The rest of the story is that the majority of these successful ex-smokers have tried FDA-approved therapies and failed. This is precisely why they have given electronic cigarettes a try. People do not generally pick up an electronic cigarette for $40 to $90 in a first attempt to quit smoking. Usually, they try the FDA-approved therapies first, get frustrated that they don't work well, and then decide to try an unconventional approach. It is almost undoubtedly true that if vapers stopped using electronic cigarettes and switched over to the nicotine patch or gum, most of them would end up smoking cigarettes within hours to days.
This is why I call it irresponsible advice: the result would be literally thousands of ex-smokers returning to regular cigarette smoking. It would be essentially a public health disaster. The complete reversal of tremendous health gains that these vapers have already realized. What a shame it would be to have thousands of these ex-smokers negate their success in quitting smoking and return to the analog cigarettes because of some unsupported and ill-thought-out advice that somehow they are worse off being ex-smokers on e-cigarettes than current smokers on Marlboros.
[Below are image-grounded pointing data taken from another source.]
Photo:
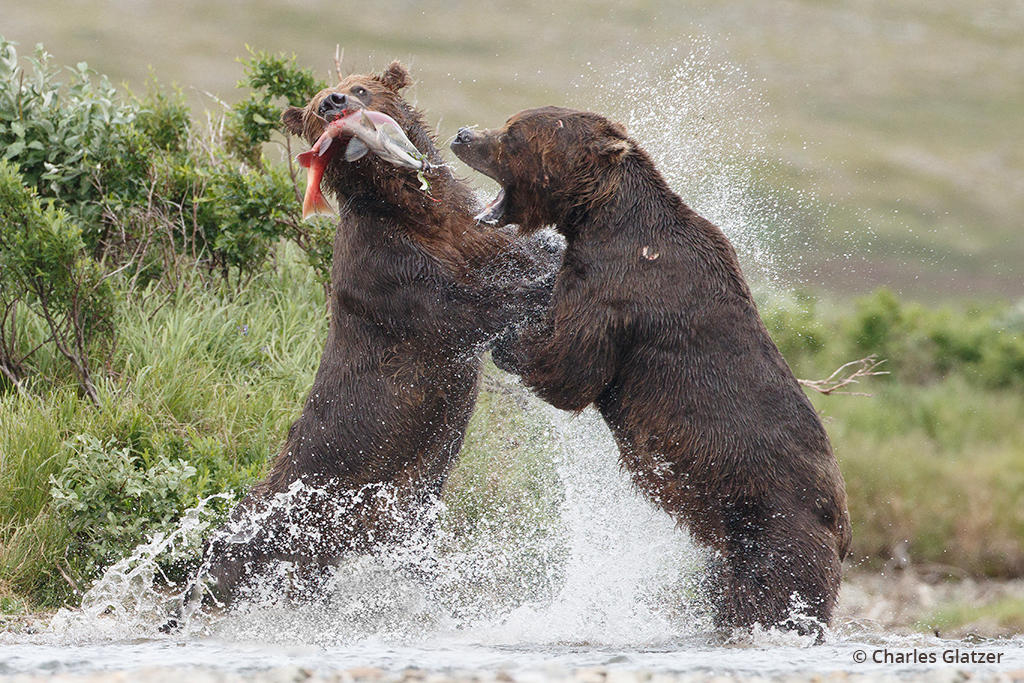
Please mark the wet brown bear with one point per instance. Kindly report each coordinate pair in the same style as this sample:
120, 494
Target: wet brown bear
418, 290
652, 323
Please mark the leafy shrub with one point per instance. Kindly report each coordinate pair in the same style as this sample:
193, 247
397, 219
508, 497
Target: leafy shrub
928, 344
43, 265
112, 499
273, 80
68, 140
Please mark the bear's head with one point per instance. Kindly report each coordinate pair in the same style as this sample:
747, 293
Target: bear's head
554, 165
379, 92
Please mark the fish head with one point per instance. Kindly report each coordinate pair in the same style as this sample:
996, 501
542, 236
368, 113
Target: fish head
380, 92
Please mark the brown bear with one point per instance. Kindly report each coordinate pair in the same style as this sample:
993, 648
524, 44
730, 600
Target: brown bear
419, 289
652, 322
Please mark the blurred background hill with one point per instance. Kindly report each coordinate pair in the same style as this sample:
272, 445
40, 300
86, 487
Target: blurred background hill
891, 133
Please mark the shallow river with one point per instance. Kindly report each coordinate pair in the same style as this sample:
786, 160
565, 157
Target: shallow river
590, 593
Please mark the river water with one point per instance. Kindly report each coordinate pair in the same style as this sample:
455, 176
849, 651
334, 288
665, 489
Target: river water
619, 562
610, 584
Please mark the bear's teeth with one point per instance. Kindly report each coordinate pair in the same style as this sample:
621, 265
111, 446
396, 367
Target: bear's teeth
493, 213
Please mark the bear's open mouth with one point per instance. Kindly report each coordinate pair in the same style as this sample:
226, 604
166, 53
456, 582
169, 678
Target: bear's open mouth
494, 211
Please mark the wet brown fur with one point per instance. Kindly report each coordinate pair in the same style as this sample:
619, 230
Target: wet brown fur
652, 322
418, 291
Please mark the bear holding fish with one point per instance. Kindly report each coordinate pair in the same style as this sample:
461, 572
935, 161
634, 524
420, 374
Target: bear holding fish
649, 319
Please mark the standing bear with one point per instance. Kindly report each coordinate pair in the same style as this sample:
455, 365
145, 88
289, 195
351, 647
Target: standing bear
419, 289
652, 322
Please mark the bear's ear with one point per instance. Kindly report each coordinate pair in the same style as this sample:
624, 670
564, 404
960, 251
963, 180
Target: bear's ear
395, 77
614, 148
614, 143
292, 118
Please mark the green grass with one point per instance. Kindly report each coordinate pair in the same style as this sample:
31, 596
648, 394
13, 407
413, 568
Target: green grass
901, 120
215, 376
1004, 616
935, 471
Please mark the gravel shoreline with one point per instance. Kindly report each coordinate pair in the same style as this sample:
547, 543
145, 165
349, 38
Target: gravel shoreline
298, 675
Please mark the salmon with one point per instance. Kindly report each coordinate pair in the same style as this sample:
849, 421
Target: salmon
371, 131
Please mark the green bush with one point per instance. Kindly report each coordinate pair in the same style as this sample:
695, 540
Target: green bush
113, 499
43, 265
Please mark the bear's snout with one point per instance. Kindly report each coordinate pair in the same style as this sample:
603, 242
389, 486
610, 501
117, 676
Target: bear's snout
465, 136
334, 105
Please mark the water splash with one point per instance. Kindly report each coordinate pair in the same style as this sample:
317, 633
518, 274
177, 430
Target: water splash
133, 597
606, 568
708, 128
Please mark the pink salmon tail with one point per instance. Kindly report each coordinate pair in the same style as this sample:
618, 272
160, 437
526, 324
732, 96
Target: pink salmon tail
314, 203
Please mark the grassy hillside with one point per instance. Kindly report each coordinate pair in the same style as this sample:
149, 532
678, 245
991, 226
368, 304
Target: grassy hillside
901, 120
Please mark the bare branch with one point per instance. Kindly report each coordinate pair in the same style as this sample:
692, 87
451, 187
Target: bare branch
339, 54
844, 377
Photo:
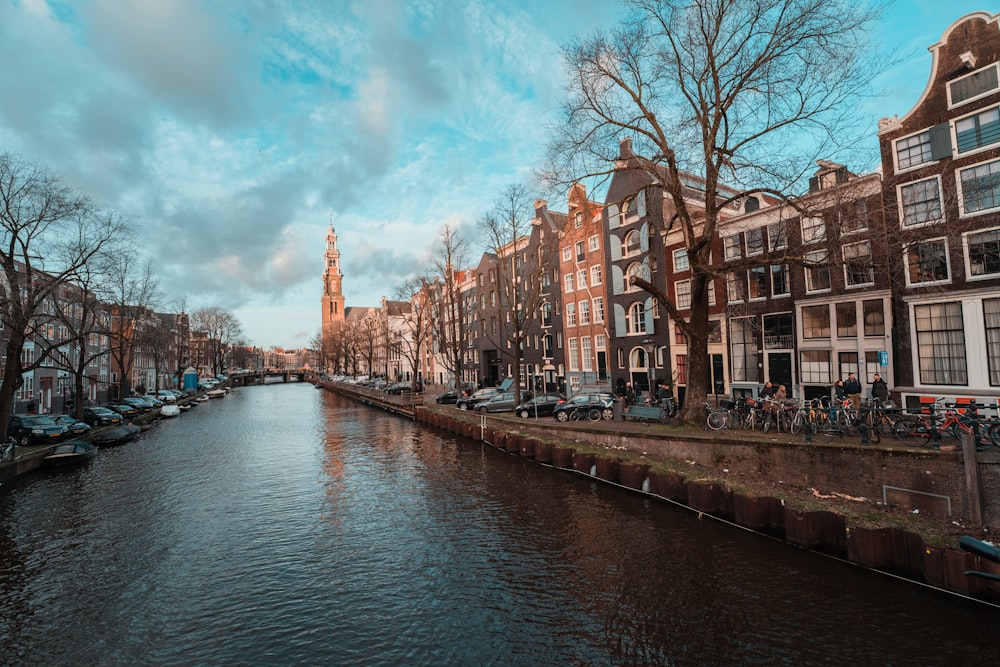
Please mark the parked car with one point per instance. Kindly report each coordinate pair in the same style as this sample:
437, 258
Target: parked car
592, 406
73, 428
503, 402
470, 402
101, 416
126, 411
447, 397
539, 406
34, 429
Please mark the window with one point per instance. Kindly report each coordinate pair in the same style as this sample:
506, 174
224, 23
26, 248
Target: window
980, 187
732, 247
847, 320
586, 355
991, 318
984, 253
813, 229
779, 280
735, 287
757, 280
978, 131
913, 150
598, 309
874, 317
940, 344
971, 86
817, 270
631, 246
777, 236
637, 318
858, 269
920, 202
682, 294
927, 262
744, 350
680, 260
595, 275
779, 332
816, 322
815, 366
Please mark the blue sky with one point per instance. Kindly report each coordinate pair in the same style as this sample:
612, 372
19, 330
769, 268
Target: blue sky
233, 132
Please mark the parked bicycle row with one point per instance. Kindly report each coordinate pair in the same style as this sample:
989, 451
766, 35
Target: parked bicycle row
872, 420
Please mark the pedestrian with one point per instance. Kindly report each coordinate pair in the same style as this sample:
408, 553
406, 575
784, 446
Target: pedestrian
880, 389
853, 389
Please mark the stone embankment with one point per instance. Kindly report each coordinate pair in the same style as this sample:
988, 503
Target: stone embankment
886, 507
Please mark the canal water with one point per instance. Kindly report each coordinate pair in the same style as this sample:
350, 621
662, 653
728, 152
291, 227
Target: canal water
287, 526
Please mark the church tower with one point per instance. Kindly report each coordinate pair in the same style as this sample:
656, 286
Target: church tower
333, 296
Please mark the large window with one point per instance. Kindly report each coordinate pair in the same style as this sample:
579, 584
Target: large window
940, 344
984, 253
927, 262
980, 187
744, 350
815, 366
813, 229
816, 322
920, 202
978, 131
991, 318
682, 294
858, 269
817, 271
913, 150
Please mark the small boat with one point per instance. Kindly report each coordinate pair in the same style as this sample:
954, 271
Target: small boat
72, 451
117, 436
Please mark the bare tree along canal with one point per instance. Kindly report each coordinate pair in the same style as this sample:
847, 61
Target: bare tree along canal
288, 526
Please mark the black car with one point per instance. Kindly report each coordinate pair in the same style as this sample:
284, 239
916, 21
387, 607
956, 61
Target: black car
450, 396
74, 428
126, 411
34, 429
592, 406
99, 416
470, 402
539, 406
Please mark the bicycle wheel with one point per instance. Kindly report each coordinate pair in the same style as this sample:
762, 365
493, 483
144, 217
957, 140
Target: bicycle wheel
717, 420
913, 432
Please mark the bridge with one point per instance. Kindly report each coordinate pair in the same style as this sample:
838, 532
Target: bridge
268, 376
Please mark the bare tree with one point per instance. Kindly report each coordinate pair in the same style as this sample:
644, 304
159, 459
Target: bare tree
446, 308
47, 233
223, 330
523, 252
744, 92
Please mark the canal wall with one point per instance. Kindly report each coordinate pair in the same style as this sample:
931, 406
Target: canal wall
626, 455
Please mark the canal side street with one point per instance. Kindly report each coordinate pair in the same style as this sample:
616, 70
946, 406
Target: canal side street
887, 507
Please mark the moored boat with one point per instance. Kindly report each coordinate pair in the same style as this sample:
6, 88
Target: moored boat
69, 452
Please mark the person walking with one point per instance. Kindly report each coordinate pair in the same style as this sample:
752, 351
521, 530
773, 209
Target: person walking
880, 389
853, 389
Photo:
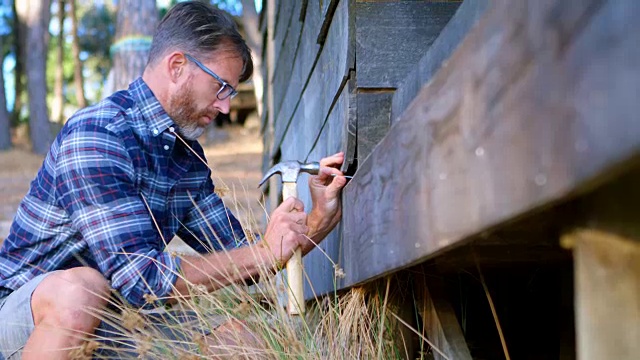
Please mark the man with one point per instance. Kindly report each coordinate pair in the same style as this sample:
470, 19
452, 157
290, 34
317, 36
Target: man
116, 169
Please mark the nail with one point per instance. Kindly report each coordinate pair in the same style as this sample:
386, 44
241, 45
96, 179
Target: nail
345, 176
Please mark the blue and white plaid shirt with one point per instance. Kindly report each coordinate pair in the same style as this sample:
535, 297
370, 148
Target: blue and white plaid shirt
86, 206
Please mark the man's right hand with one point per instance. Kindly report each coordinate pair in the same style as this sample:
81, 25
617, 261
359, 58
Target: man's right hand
287, 230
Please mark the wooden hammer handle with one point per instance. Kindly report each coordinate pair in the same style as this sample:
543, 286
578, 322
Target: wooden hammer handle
294, 265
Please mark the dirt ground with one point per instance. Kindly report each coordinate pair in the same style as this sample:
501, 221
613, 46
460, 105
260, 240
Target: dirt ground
234, 154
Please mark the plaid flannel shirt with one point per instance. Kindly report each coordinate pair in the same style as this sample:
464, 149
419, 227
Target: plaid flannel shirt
86, 206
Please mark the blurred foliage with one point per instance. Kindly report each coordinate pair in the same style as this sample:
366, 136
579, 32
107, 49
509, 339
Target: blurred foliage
96, 32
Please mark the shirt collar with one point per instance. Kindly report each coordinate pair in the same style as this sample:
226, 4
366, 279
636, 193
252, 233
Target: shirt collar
157, 119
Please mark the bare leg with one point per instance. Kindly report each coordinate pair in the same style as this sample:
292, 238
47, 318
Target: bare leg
61, 307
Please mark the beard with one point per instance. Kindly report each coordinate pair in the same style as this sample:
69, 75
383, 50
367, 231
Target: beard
185, 114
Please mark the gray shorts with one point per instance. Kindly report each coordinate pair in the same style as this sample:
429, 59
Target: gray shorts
16, 325
16, 319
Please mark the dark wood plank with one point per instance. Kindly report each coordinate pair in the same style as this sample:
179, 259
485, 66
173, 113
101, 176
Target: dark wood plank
320, 269
443, 46
536, 105
284, 17
282, 72
374, 119
607, 274
392, 36
327, 9
308, 51
328, 78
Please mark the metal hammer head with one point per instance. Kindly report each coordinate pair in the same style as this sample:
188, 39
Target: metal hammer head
289, 170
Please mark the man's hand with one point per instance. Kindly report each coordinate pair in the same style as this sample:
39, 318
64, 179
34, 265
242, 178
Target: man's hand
286, 230
325, 194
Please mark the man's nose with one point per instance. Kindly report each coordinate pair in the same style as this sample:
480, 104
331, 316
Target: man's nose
223, 106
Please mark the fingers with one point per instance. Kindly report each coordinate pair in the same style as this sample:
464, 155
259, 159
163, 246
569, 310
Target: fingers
331, 177
291, 204
334, 160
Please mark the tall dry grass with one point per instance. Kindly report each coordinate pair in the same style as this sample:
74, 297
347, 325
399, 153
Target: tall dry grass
248, 322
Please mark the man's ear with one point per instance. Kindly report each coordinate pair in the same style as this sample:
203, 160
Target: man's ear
176, 65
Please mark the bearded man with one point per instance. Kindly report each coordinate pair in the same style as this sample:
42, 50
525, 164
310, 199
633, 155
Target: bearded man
87, 226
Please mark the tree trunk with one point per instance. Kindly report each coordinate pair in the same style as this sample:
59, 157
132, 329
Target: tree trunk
57, 106
136, 22
250, 23
18, 39
78, 78
5, 120
34, 18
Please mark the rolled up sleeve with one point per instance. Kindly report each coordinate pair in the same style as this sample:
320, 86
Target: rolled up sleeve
95, 184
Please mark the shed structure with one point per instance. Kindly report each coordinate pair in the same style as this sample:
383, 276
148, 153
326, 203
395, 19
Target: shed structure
489, 140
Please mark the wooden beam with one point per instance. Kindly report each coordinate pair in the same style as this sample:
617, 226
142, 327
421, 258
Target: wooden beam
607, 295
537, 105
439, 320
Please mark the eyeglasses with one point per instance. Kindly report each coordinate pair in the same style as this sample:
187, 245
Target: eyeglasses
226, 90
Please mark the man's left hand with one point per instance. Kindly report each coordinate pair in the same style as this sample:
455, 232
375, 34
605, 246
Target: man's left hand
325, 194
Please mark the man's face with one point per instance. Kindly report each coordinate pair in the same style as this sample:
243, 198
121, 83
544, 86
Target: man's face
195, 105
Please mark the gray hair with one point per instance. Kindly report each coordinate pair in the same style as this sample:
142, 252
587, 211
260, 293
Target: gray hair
199, 29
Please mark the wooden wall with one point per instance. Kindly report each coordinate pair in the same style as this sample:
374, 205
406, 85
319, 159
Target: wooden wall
337, 65
458, 117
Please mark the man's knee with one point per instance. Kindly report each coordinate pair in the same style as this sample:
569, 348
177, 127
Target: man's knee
70, 299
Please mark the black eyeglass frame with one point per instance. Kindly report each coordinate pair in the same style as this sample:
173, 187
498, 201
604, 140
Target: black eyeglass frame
225, 84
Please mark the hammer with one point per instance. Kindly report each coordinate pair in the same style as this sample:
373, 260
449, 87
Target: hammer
289, 171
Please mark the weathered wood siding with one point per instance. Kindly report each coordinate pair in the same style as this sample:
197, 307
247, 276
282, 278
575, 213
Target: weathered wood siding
458, 116
337, 66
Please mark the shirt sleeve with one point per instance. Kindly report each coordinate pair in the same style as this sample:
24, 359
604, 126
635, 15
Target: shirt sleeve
95, 184
210, 225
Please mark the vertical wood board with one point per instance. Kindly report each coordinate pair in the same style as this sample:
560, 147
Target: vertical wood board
329, 75
392, 36
287, 57
536, 103
443, 46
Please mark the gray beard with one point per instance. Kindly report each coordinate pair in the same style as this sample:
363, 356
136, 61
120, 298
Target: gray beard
191, 131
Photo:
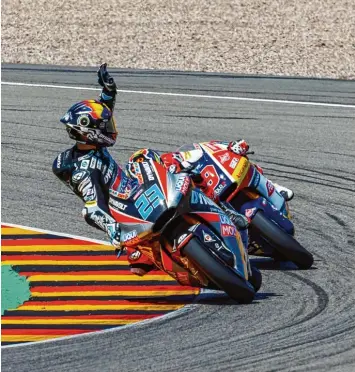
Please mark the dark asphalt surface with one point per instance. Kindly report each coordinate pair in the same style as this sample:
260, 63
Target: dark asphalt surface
301, 320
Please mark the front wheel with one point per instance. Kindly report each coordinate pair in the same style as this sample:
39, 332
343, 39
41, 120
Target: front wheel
218, 272
286, 246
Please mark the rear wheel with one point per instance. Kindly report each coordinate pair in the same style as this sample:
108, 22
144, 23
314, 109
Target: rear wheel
285, 244
219, 273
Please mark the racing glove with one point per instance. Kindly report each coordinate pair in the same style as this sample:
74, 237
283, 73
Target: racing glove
239, 147
105, 79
But the real shame of this story is that the ill advice is not coming from individuals who are objective and financially unconflicted. It is coming from authors who I believe have financial conflicts of interest that could be perceived as potentially biasing them to protect the profits of traditional smoking cessation approaches.
Dr. Cobb is a paid consultant to a company that makes its profits based on an internet smoking cessation site which heavily promotes smoking cessation drugs: "Dr Cobb is a consultant to Healthways Inc, the current owner of the QuitNet system." Thus, he is conflicted because to the extent that the use of electronic cigarettes presents a different pathway to cessation than the traditional one - the use of a smoking cessation internet site, medication, online support, etc. - e-cigarettes may represent a threat to the profits of Healthways. In this light, it is perhaps not surprising that "Web-based services" are called out in the article as an existing smoking strategy that should be relied upon instead of electronic cigarettes.
Dr. Abrams has received grant funding from multiple pharmaceutical companies that have investigated or manufactured smoking cessation drugs, including Eli Lilly, Dupont Merck, Glaxo-Wellcome, SmithKline Beecham, Sano Corporation, Bristol-Myers Squibb, Knoll Pharmaceuticals, and Pfizer. Dr. Abrams also reports having served as a senior scientific advisor for Johnson & Johnson. It is difficult to find a pharmaceutical company involved in smoking cessation drugs that Dr. Abrams has not had an association with over the years.
This is not to criticize him; the research has made important contributions. It is simply to make note of the financial conflicts of interest that are present with respect to his views on electronic cigarettes, a major threat to the profits of these very same pharmaceutical companies.
The bottom line is that the article draws a major conclusion which lacks supportive evidence and which ignores substantial evidence, that it advances a piece of medical advice which is ill-chosen and could be harmful to many people, and that both of these problems appear in the setting of substantial financial conflicts of interest.